Stainless Steel Gear Rack

A Gear Rack or Rack Equipment includes spur gear the teeth or helical gear teeth cut on a linear rectangular or circular rod. Both round gear racks and linear equipment racks can be described as a sector gear with an infinitely huge radius of curvature.

The most obvious usage of a spur gear rack is to Stainless Steel Gear Rack convert the rotary movement of a pinion gear into linear motion or vise versa. When assembled, they are referred to as a rack and pinion. Rack gears provide an advantage over ball screws because they possess a large load carrying capacity and a simple design which allows linking multiple racks to meet your required length.
We bring both rectangular and round cross-section gear rack designs in a
range of precision pitches. All our inch and metric equipment racks have machined ends for applications needing the use of multiple gear racks in a series.
Whenever your machine’s precision motion drive exceeds what can easily and economically be performed via ball screws, rack and pinion may be the logical choice. Best of all, our gear rack comes with indexing holes and mounting holes pre-bored. That will save you lots of time, hassle and expenditure.

If your travel duration is more than can be acquired from a single length of rack, no problem.
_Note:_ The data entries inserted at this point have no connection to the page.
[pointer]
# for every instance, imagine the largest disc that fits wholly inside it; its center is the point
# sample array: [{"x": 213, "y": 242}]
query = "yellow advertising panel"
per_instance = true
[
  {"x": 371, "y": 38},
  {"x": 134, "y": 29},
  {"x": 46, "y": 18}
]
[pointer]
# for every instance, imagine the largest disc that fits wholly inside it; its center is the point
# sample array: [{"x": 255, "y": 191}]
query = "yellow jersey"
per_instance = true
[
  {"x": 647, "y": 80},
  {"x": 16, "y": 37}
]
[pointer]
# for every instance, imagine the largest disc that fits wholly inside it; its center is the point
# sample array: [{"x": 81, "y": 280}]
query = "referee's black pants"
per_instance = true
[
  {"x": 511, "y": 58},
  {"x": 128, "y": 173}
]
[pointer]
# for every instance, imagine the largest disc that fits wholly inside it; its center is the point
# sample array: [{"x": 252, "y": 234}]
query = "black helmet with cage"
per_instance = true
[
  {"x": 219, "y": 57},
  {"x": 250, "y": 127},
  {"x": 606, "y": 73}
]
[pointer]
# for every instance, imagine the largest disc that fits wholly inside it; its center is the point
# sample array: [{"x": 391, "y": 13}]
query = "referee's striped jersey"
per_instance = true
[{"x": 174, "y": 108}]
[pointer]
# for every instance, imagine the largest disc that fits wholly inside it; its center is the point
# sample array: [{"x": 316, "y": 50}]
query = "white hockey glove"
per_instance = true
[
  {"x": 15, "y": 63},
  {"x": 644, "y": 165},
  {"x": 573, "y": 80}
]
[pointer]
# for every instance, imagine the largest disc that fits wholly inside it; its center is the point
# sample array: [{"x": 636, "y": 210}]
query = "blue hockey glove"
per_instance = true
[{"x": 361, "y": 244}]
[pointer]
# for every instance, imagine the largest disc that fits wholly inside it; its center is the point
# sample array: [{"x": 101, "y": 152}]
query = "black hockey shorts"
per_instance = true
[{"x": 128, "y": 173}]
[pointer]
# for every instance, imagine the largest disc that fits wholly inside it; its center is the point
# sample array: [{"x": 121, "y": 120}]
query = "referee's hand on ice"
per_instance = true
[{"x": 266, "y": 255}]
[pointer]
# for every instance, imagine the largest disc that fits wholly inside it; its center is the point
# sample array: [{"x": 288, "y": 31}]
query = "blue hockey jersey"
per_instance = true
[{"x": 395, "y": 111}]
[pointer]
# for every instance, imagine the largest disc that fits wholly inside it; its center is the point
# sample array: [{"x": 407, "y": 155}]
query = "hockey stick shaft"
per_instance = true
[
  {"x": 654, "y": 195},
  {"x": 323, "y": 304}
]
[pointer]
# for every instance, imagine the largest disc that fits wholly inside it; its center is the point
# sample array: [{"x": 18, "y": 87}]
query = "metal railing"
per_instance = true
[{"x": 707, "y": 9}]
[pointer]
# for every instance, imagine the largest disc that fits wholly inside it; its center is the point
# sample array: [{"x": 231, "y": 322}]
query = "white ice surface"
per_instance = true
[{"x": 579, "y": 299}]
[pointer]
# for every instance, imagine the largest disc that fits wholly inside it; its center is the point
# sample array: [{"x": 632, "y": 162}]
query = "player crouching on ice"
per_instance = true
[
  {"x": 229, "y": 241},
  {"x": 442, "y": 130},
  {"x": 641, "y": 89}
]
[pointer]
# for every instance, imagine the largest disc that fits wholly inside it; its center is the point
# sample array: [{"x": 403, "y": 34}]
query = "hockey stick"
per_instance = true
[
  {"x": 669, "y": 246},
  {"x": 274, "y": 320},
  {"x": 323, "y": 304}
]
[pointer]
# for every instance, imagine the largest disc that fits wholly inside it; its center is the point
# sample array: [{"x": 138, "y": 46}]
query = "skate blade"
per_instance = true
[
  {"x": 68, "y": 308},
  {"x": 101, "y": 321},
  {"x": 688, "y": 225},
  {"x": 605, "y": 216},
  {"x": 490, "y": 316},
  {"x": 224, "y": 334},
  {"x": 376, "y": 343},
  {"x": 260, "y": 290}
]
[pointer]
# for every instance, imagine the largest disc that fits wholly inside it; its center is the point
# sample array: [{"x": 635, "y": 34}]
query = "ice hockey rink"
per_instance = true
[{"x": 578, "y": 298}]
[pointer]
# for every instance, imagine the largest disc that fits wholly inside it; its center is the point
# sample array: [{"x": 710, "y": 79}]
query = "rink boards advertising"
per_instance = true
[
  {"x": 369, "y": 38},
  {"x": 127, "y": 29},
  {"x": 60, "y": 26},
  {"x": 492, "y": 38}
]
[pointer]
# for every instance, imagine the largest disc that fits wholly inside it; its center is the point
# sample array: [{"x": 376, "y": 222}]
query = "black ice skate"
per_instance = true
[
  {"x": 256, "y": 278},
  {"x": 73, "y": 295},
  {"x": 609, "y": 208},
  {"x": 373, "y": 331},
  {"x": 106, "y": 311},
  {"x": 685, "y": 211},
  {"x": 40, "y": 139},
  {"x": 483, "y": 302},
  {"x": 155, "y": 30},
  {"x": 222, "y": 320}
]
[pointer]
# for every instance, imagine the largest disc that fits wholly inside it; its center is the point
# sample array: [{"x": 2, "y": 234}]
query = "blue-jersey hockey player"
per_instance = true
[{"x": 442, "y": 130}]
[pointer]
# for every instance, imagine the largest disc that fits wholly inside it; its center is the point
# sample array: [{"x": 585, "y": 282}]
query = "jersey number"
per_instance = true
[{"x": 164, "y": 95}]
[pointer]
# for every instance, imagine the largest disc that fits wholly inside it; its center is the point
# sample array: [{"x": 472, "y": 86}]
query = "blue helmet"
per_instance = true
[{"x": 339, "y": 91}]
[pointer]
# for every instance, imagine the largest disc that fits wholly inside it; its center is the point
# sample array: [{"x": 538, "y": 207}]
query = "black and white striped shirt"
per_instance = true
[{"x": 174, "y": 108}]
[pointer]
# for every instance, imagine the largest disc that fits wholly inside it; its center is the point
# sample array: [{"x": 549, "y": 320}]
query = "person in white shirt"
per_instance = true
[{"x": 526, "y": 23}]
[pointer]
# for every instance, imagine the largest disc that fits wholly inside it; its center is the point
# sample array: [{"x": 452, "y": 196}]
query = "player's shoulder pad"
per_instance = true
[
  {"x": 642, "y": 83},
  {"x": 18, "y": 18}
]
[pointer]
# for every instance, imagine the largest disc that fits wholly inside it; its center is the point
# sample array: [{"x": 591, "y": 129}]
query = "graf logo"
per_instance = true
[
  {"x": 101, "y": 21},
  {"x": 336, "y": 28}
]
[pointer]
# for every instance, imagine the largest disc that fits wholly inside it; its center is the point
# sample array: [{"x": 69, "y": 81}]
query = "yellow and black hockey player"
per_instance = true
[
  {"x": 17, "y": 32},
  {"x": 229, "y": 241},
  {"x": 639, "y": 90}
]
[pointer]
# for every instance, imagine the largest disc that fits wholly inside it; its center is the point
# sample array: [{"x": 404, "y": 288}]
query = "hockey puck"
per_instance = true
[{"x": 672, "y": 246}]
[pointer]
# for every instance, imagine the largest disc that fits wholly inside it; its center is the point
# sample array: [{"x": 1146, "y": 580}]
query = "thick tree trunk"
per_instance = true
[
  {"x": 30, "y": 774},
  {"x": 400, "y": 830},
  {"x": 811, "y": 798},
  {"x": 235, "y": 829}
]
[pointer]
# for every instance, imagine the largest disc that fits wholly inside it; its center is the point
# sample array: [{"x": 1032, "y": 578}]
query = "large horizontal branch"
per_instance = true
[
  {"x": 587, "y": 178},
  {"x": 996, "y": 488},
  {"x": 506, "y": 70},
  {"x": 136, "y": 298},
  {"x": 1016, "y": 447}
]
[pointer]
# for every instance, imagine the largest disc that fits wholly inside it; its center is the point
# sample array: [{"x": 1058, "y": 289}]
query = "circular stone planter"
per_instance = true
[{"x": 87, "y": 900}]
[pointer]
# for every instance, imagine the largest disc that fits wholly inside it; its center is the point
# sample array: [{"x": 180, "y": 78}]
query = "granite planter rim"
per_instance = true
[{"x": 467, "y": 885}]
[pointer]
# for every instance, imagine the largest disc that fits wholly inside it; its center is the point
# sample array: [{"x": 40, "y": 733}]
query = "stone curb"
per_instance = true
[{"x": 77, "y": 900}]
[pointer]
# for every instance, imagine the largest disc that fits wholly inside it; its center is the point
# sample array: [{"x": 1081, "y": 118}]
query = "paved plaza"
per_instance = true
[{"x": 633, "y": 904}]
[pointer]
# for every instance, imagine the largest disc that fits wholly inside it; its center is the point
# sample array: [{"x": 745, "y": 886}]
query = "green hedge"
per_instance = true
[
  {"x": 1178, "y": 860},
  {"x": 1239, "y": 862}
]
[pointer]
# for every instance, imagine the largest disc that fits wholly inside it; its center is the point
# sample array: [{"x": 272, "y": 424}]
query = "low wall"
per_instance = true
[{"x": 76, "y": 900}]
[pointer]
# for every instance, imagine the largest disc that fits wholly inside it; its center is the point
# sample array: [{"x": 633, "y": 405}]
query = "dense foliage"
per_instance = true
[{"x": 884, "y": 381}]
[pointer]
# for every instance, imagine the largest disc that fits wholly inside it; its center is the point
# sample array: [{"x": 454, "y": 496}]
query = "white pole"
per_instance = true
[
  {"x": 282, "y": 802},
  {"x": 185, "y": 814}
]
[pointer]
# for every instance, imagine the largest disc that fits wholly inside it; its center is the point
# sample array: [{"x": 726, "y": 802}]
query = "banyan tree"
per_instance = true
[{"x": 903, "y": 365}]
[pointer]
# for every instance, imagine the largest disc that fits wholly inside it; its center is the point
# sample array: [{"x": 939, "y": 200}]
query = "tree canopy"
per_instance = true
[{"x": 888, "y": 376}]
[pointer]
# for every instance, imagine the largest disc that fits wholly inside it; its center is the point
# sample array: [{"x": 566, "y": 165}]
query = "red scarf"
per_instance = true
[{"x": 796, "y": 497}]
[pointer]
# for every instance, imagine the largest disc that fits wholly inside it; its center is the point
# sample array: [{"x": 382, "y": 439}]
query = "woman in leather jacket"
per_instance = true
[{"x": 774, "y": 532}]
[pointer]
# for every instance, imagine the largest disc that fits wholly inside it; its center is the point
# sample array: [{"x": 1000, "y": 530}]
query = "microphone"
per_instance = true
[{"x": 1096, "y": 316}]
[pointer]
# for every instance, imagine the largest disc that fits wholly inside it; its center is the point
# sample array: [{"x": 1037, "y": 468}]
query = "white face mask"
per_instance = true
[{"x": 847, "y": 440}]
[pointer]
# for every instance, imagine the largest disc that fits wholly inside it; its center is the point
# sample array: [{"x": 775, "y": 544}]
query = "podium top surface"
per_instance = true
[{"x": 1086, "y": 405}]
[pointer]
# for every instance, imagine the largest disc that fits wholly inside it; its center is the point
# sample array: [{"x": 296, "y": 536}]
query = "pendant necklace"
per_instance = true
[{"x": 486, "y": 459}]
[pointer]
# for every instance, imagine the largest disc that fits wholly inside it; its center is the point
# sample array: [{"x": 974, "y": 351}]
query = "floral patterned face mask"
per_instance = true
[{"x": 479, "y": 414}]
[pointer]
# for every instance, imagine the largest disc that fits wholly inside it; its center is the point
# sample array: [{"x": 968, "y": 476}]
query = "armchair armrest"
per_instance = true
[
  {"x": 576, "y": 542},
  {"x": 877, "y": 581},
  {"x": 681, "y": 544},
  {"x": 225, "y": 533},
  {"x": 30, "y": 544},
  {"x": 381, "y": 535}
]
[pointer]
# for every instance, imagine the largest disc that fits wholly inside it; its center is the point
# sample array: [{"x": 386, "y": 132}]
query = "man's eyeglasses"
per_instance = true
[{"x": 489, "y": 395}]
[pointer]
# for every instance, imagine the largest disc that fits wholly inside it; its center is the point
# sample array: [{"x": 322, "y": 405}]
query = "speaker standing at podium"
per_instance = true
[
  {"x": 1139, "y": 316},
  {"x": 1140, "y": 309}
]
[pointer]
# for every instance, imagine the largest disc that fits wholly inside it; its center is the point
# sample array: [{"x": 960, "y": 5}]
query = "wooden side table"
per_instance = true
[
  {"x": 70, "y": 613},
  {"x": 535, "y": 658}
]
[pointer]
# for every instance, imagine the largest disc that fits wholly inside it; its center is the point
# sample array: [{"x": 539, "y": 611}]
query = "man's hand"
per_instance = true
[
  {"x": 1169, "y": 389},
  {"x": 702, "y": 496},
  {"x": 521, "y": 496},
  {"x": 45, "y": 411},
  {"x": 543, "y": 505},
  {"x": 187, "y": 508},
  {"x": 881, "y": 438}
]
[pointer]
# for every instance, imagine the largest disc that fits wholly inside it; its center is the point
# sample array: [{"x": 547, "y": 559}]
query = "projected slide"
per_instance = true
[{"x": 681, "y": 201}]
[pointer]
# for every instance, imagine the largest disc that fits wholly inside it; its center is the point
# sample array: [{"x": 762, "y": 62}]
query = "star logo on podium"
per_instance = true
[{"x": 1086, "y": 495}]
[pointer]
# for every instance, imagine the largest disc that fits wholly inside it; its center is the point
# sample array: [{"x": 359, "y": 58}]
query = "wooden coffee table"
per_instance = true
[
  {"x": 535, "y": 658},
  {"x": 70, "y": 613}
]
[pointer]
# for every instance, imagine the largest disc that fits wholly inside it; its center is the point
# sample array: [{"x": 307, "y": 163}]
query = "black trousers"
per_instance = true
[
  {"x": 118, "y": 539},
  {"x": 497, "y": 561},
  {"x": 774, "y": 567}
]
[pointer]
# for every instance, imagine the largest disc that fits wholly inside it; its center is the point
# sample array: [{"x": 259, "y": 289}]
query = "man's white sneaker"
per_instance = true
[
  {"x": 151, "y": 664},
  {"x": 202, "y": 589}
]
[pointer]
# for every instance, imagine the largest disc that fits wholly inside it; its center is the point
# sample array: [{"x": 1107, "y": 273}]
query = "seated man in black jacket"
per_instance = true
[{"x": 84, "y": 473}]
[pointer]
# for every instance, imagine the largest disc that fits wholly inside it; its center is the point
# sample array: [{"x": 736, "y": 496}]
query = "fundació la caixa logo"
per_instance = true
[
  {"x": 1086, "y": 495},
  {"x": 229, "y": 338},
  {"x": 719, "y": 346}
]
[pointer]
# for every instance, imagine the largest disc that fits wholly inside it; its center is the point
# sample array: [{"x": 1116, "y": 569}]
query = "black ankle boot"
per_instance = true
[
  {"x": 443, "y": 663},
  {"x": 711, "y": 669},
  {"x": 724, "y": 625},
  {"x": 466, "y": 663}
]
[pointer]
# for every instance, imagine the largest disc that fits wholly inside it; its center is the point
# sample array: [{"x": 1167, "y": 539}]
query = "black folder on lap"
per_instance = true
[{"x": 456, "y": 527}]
Precision machined ends allow you to butt additional pieces and keep on going.
A rack is also called gear rack or simply railing. They are rectangular formed rods that are provided on one side with toothing just like a gear. By using a gear that engages in the toothing of the rack, it is possible to move the apparatus or the rack longitudinally. Tooth racks are used, among other activities, in machines in which a rotational motion must be converted to a straightforward motion or vice versa.

If power transmitting is completed by equipment coupling, module transmission must be used. Usually the module identifies the kind of the gear in fact it is the ratio between pitch and p. Module changes based on the pitch. Here following conversion table.
The current industry standard, these 20° pressure angle gears have thicker, more powerful teeth than 14½° pressure angle gears. In comparison to plastic-type gears and racks, they’re better for high-load, high-speed, and durable applications. Also referred to as spur gears.